We have adopted a different approach to ensure that DNase is prescribed in a rational fashion. Before it became available on the NHS we met with local purchasers to define selection criteria and a trial protocol. Following selection, those who have an improvement in forced expiratory volume in one second (FEV1) of ⩾10% after a trial of DNase are defined as “responders” and remain on the drug. A review at two years has shown that, whilst responders maintain their improvement, non-responders are not disadvantaged.3 Thus, using this protocol we have been able to target DNase to those patients who obtain maximum benefit. This model has now been widely accepted by purchasers for adult and paediatric cystic fibrosis services in North Wales and the Northwest of England and, as such, we have no problems in obtaining funding for this very expensive product.

We suggest that Dr Innes and his colleagues abandon their “n-of-1 trials” and adopt our protocol for the use of DNase.


author’s reply We would urge Drs Ledson and Walshaw, before suggesting we abandon the Scottish n-of-1 DNase assessment protocol, to read it!1-1 The protocol has not been “heavily criticised” as they claim since the article they quote1-2 was also written without knowledge of the results (only recently published). In our experience it is very unusual for patients to refuse to undergo our assessment process.

Where we do agree is in the need to test the DNase response in individual patients. However, we disagree on how this should be done. Ledson and Walshaw advocate an unblinded, open label, two week trial of DNase using an increase in FEV1 of >10% as the only end point.
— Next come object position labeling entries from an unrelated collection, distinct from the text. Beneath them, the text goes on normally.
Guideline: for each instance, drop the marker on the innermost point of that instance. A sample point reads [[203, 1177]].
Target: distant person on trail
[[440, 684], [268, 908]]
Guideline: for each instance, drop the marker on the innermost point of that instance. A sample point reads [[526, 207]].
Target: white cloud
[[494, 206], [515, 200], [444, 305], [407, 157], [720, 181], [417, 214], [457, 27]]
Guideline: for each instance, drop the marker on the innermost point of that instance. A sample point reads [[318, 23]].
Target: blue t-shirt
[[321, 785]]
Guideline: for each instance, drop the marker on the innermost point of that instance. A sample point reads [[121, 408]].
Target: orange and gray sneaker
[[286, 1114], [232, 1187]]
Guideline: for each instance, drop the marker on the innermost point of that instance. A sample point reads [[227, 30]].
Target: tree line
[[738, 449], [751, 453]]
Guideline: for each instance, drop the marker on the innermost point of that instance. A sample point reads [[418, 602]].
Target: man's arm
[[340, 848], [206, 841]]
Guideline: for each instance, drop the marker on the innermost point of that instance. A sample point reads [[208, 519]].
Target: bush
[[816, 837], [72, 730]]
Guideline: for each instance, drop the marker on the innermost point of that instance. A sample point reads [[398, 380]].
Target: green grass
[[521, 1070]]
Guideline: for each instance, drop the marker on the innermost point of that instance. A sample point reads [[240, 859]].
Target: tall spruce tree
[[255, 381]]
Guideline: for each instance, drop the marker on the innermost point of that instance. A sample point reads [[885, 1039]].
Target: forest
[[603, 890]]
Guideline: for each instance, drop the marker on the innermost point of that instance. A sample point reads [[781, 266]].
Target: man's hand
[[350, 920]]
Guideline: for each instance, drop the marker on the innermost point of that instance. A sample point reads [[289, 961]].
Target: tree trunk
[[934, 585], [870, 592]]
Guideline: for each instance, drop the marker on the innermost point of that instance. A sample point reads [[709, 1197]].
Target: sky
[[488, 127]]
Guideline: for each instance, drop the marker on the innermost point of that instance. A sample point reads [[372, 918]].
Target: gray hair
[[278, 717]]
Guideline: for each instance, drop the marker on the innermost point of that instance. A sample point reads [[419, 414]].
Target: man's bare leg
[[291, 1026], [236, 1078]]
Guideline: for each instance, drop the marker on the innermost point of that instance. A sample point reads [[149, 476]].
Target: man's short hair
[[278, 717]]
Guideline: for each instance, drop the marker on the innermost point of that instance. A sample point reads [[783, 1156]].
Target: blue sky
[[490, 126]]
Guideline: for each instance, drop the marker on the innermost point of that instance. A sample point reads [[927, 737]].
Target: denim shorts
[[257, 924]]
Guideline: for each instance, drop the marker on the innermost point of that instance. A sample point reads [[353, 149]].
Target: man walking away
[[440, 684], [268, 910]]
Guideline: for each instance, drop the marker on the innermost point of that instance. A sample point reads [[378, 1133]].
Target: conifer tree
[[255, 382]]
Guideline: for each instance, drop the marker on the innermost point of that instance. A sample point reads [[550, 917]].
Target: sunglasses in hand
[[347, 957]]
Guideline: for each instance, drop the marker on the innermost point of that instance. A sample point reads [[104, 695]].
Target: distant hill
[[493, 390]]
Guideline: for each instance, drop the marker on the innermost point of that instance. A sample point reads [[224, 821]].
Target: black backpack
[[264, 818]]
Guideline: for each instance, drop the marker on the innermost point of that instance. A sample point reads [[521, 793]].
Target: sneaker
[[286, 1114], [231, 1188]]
We contend that this is less than ideal because (a) double blinding and placebo control periods are needed to obviate bias, given the high expectations generated in patients and carers by new treatments for cystic fibrosis; (b) using the single end point of increased FEV1 may be less reliable than combining this with other measures including exercise capacity, oxygen saturation and symptom scores; (c) a criterion of a >10% increase in FEV1 is inherently unreliable since day-to-day variability in FEV1 is around 160 ml (95% CI) regardless of the magnitude of the FEV1,1-3 so it is easy for patients with a low FEV1 to achieve an increase of >10% by chance. Indeed, Ledson et al in the description of their own protocol1-4 quote the day-to-day variability of FEV1 in cystic fibrosis as “up to 13%”, so clearly some 10% increases will be spurious. We agree that DNase can and should be targeted to maximise benefit, but feel that this targeting should be made as objective as possible. This may be laborious for doctors, but it is not nearly as laborious for patients as consigning a non-responder to long term daily nebulised therapy on unreliable evidence.